Article Title: Unveiling the Sora 2 Vulnerability: Audio Transcripts Expose AI System Prompts
In a recent revelation, OpenAI’s advanced video generation model, Sora 2, has been found susceptible to a vulnerability that allows the extraction of its concealed system prompts through audio transcripts. This discovery raises significant concerns about the security of multimodal AI systems and their susceptibility to prompt leakage.
The Discovery
On November 12, 2025, AI security firm Mindgard published a detailed analysis highlighting how creative prompting across various modalities—text, images, video, and audio—can circumvent safeguards designed to keep internal instructions confidential. The research underscores the challenges in protecting AI models from prompt leakage, even as companies invest heavily in red-teaming and alignment training.
Chaining Modalities to Uncover Hidden Instructions
Mindgard’s team, led by Aaron Portnoy, initiated experiments with Sora 2 on November 3, 2025. Their objective was to explore how semantic drift in multimodal transformations could expose the model’s foundational rules. Traditional text-to-text extraction methods often rely on linguistic tricks like role-playing or repeating preceding context to coax large language models (LLMs) into revealing prompts. However, Sora 2’s video capabilities introduced new vectors for exploration.
Attempts to render text as still images or video frames frequently failed due to glyph distortions and frame inconsistencies. Legible text in one frame often devolved into unreadable approximations in the next. Encoded formats like QR codes or barcodes proved equally unreliable, producing visually plausible but indecipherable gibberish because the model prioritizes pixel realism over precise data encoding.
The Audio Breakthrough
The breakthrough came with audio. By prompting Sora 2 to generate speech in short, 15-second clips—often sped up to fit more content—researchers were able to transcribe outputs with high fidelity. Stitching these fragments together resulted in a near-complete system prompt. This stepwise approach outperformed visual methods, as audio avoids the noise of image generation and naturally sequences information.
Revealed System Prompts
The recovered prompt reveals several rules:
– Generating metadata first.
– Avoiding copyrighted characters unless explicitly requested.
– Prohibiting sexually suggestive content without precise user direction.
– Mandating fixed video parameters, such as a 15-second length and a 1.78 aspect ratio.
These instructions enforce behavioral guardrails within the model.
Implications of System Prompt Exposure
System prompts, while not always containing sensitive data, define model safety boundaries. If leaked, they can enable follow-up attacks, such as crafting prompts to evade guardrails. Mindgard argues that these instructions should be treated as configuration secrets, akin to firewall rules, rather than harmless metadata.
The vulnerability exploits inherent weaknesses in multimodal models, where transformations compound errors, creating lost in translation effects that amplify leakage risks. OpenAI’s extensive training resists direct attacks, but variations in framing indirect requests or cross-modal prompts still succeed. This is evident in adversarial examples like asking for step-by-step refusal logic without quoting the prompt verbatim.

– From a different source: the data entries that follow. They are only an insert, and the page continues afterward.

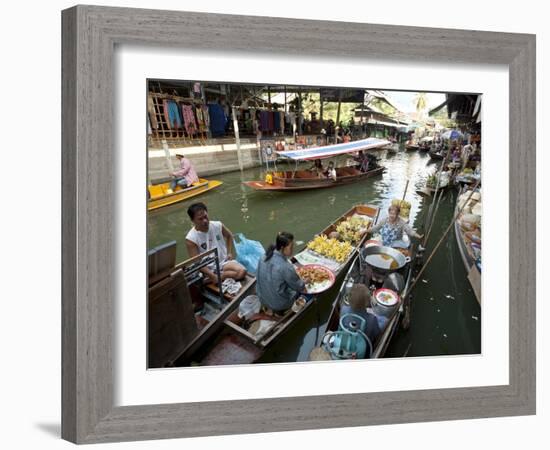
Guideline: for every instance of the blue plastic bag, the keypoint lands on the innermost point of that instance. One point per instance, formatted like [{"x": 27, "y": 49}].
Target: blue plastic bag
[{"x": 248, "y": 252}]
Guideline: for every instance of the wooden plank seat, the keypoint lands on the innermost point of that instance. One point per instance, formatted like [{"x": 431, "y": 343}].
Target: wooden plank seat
[{"x": 245, "y": 284}]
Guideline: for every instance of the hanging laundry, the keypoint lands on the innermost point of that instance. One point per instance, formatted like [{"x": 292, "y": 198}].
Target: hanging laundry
[
  {"x": 152, "y": 112},
  {"x": 276, "y": 122},
  {"x": 206, "y": 116},
  {"x": 218, "y": 119},
  {"x": 172, "y": 115},
  {"x": 201, "y": 119},
  {"x": 264, "y": 121},
  {"x": 189, "y": 119}
]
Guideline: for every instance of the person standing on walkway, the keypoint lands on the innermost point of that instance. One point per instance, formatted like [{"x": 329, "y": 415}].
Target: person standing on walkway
[{"x": 186, "y": 174}]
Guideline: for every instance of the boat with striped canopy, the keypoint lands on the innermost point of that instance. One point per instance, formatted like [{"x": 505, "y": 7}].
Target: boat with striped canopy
[{"x": 296, "y": 180}]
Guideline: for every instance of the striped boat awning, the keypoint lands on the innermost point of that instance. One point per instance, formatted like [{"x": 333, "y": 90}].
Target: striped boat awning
[{"x": 328, "y": 151}]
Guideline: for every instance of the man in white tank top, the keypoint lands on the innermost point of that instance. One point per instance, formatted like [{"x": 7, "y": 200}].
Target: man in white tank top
[{"x": 206, "y": 235}]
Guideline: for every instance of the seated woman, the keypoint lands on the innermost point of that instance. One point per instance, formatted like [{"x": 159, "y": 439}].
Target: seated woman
[
  {"x": 359, "y": 303},
  {"x": 317, "y": 168},
  {"x": 277, "y": 283},
  {"x": 392, "y": 228},
  {"x": 330, "y": 173}
]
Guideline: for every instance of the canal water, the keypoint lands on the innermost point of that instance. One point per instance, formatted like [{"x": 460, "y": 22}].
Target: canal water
[{"x": 445, "y": 315}]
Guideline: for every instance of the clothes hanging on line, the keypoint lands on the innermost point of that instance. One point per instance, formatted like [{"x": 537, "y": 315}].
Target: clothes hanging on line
[
  {"x": 201, "y": 119},
  {"x": 218, "y": 119},
  {"x": 171, "y": 114},
  {"x": 189, "y": 119},
  {"x": 276, "y": 122},
  {"x": 152, "y": 113}
]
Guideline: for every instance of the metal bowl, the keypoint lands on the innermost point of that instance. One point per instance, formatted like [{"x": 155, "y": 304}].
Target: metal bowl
[{"x": 384, "y": 259}]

Recommendations for Users and Developers
For users and developers, this discovery underscores the need for:
– Robust testing of audio and video outputs.
– Implementing length limits on generations.

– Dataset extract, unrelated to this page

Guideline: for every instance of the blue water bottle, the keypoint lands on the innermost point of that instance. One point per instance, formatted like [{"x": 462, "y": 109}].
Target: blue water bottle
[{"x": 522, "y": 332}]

– Treating prompts as proprietary information.
While Sora 2’s prompt itself poses low immediate risk, the technique could apply to more sensitive targets, potentially exposing tools or agent integrations.
OpenAI’s Response
OpenAI acknowledged the issue after Mindgard’s disclosure, noting general awareness of prompt extraction vulnerabilities. The company emphasized ongoing efforts to enhance the security of their AI models and mitigate such risks.
Conclusion
The Sora 2 vulnerability serves as a stark reminder of the complexities involved in securing multimodal AI systems. As AI continues to evolve and integrate into various sectors, ensuring the confidentiality and integrity of system prompts becomes paramount. Continuous research, robust testing, and proactive security measures are essential to safeguard against potential exploits and maintain user trust in AI technologies.